Department of Biomedical Informatics, Emory University School of Medicine, Atlanta, Georgia, USA.
J Am Med Inform Assoc. 2013 Nov-Dec;20(6):1091-8. doi: 10.1136/amiajnl-2012-001469. Epub 2013 Jul 25.
The integration and visualization of multimodal datasets is a common challenge in biomedical informatics. Several recent studies of The Cancer Genome Atlas (TCGA) data have illustrated important relationships between morphology observed in whole-slide images, outcome, and genetic events. The pairing of genomics and rich clinical descriptions with whole-slide imaging provided by TCGA presents a unique opportunity to perform these correlative studies. However, better tools are needed to integrate the vast and disparate data types.
To build an integrated web-based platform supporting whole-slide pathology image visualization and data integration.
All images and genomic data were directly obtained from the TCGA and National Cancer Institute (NCI) websites.

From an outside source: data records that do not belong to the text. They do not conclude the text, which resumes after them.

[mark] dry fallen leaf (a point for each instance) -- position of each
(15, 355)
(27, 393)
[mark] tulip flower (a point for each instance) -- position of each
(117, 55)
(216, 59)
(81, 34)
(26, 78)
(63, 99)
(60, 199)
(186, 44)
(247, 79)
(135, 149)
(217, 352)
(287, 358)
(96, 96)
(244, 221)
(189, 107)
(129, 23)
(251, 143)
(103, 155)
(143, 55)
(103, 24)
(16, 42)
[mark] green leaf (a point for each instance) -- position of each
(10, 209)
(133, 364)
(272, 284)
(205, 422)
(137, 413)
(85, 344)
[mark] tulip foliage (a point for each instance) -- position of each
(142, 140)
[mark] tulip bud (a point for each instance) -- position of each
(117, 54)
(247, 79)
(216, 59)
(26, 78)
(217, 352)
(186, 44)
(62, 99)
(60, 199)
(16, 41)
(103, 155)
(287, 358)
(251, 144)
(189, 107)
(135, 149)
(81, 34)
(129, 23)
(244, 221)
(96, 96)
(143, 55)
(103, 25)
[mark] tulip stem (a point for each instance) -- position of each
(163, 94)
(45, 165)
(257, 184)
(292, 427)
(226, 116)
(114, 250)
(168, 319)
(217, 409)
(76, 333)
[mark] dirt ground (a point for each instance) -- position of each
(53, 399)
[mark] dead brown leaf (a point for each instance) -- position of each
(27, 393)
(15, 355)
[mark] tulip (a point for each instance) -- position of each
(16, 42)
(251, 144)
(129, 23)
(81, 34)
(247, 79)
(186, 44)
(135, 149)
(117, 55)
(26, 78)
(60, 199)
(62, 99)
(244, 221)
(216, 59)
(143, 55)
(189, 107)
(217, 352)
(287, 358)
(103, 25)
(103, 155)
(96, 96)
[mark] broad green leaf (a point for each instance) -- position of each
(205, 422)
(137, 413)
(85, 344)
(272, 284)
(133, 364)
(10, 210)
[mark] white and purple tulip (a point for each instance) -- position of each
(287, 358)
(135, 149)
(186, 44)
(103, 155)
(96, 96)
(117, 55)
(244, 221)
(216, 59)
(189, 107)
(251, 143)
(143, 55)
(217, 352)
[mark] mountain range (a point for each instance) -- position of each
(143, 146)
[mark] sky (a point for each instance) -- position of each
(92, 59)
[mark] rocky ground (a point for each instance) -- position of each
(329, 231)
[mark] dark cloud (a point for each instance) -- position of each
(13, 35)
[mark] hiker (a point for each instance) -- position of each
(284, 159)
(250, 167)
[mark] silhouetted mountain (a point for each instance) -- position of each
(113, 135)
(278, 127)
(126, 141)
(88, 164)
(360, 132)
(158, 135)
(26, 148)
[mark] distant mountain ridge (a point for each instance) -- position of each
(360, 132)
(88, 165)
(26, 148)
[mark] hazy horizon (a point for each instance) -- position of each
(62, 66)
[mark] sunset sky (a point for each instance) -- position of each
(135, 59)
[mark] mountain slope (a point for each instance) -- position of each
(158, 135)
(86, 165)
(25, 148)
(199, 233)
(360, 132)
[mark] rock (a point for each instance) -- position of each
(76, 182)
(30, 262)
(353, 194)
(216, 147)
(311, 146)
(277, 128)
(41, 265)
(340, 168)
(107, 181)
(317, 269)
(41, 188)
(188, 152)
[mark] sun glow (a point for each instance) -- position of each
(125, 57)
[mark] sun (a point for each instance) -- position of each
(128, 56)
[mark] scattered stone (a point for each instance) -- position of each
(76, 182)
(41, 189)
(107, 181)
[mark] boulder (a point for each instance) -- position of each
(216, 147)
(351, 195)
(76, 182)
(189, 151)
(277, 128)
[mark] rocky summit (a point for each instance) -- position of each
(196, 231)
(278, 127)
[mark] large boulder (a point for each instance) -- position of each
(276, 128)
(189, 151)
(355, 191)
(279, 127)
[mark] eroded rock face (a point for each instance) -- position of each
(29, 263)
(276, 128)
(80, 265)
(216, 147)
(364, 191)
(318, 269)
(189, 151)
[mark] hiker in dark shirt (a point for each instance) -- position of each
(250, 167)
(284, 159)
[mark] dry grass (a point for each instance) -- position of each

The Cancer Digital Slide Archive (CDSA) produced is accessible to the public (http://cancer.digitalslidearchive.net) and currently hosts more than 20,000 whole-slide images from 22 cancer types.
The capabilities of CDSA are demonstrated using TCGA datasets to integrate pathology imaging with associated clinical, genomic and MRI measurements in glioblastomas and can be extended to other tumor types. CDSA also allows URL-based sharing of whole-slide images, and has preliminary support for directly sharing regions of interest and other annotations. Images can also be selected on the basis of other metadata, such as mutational profile, patient age, and other relevant characteristics.
With the increasing availability of whole-slide scanners, analysis of digitized pathology images will become increasingly important in linking morphologic observations with genomic and clinical endpoints.
多模态数据集的整合和可视化是生物医学信息学中的一个共同挑战。几项最近对癌症基因组图谱(TCGA)数据的研究表明,在全切片图像、结果和遗传事件之间存在重要关系。TCGA 提供的基因组学和丰富的临床描述与全切片成像的配对为进行这些相关研究提供了独特的机会。然而,需要更好的工具来整合大量不同类型的数据。
构建一个支持全切片病理图像可视化和数据集成的集成式网络平台。
所有图像和基因组数据均直接从 TCGA 和美国国家癌症研究所(NCI)网站获取。
生成的癌症数字切片档案(CDSA)可供公众访问(http://cancer.digitalslidearchive.net),目前托管来自 22 种癌症类型的超过 20,000 张全切片图像。
使用 TCGA 数据集演示了 CDSA 的功能,以将病理成像与胶质瘤相关的临床、基因组和 MRI 测量值进行整合,并可扩展到其他肿瘤类型。CDSA 还允许基于 URL 共享全切片图像,并初步支持直接共享感兴趣区域和其他注释。还可以根据其他元数据(例如突变特征、患者年龄和其他相关特征)选择图像。
随着全切片扫描仪的日益普及,对数字化病理图像的分析将在将形态学观察与基因组和临床终点联系起来方面变得越来越重要。